By: Peter Cohen
Indonesia has become steadily more Islamic since Suharto’s second term, notwithstanding the pseudo-secular Megawati (who actually aligned the PDI-P with the PPP and other Islamic parties to bolster support against Golkar, going against her own supposedly secular beliefs) and the truly moderate but technocratically inept Abdurahman Wahid (Gus Dur) who unsuccessfully advocated for Islamic moderation and religious tolerance. Today, under President and ex-General Yudhoyono, Indonesia is facing similar issues as neighbouring Malaysia. Ten years ago, conversion in both directions took place, even if not officially sanctioned.
(Church in Central Jakarta)
Indonesia, until fair recently, took (to borrow a metaphor) a “Don’t ask..don’t tell..” policy on Hudud (apostasy or the unsanctioned conversion of a Muslim to Christianity which is subject to Syraiah/Islamic jurisprudence). The Islamic parties, while polling in low number nationally, have stronger influence in Parliament. The Pesantren movement and various self-appointed Islamic leaders and activists are growing in strength.
Meanwhile, moderate Nadhlatul Ulama (NU), once led by Gus Dur, is losing members and influence, and more conservative Muhamaddiya has supplanted NU. Muhamaddiya claims not to be political, but its social, economic and educational activities have re-awakened Islam in formerly nominal Javanese adherents. There is increasing intolerance against Christians in Java (both Javanese and Chinese-Indonesian) and religious clashes in Maluku and Sulawesi. Then, of course, we have the bombings in Jakarta, Bali and Aceh, led by JI (Jema’ah Islamiyah) founder Abu Bakar Baasyir, and implemented by both Malaysian and Indonesian terrorists.
Churches have been attacked and bombed in Java and Sulawesi. Minority Islamic sects, like the Shi’ites and the Ahmadiyya, have been attacked and some killed. Yet, the NGOs, multicultural activists, and generally liberal-leaning academics have also increased in number and influence.
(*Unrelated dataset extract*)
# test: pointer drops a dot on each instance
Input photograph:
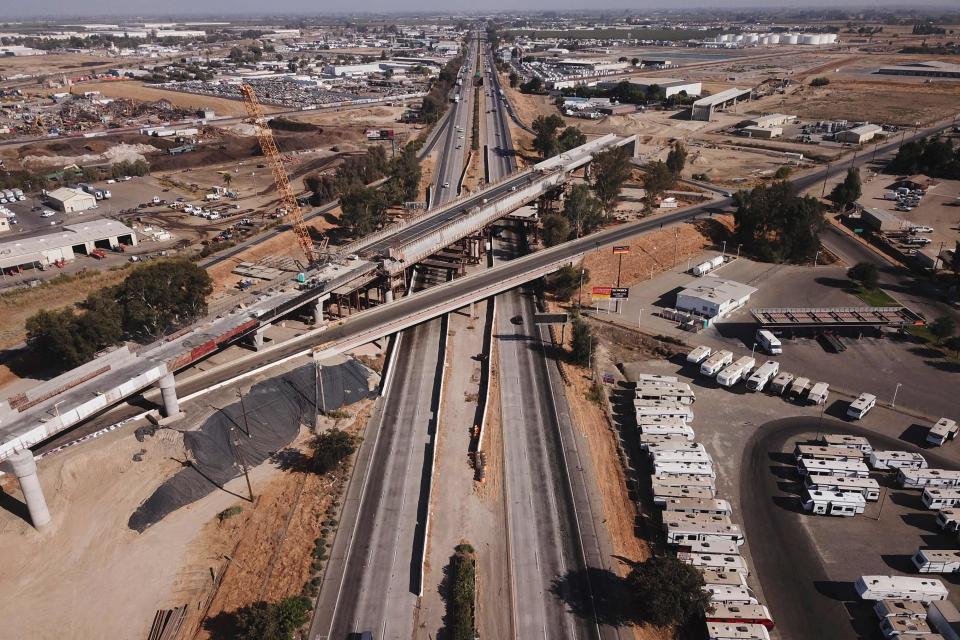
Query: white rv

Indonesia is now having the discussions that Malaysia has been having for several years: Can non-Muslim use the word “Allah” ? Can Muslims of their own free will convert to other religions ? Is Indonesia truly a tolerant nation ? On the first two questions, Malaysia (or the Malaysian government I should say) has concluded “No”.
Today, there is an internal debate in Indonesia on all three questions. My guess is that the Indonesian Parliament will formally pass a bill mandating that Syariah courts prosecute Hudud and the use of Allah by non-Muslims. On the third question, regarding Indonesia’s religious tolerance, I would answer by saying there is an increasing divergence between educated, Westernized Indonesian Muslims (mostly urban, young and cosmopolitan) who are relatively tolerant, kampung-educated village dwellers who were formally tolerant but are now increasing susceptible to Islamic extremism, and Islamic leaders and politicians vying for power and influence, who will often use Islam (common in Malaysia, where knowledge of the Quran and Arabic is cache for strict Muslim Malays) to gain popular support among the majority of Indonesians who dwell outside cosmopolitan Jakarta.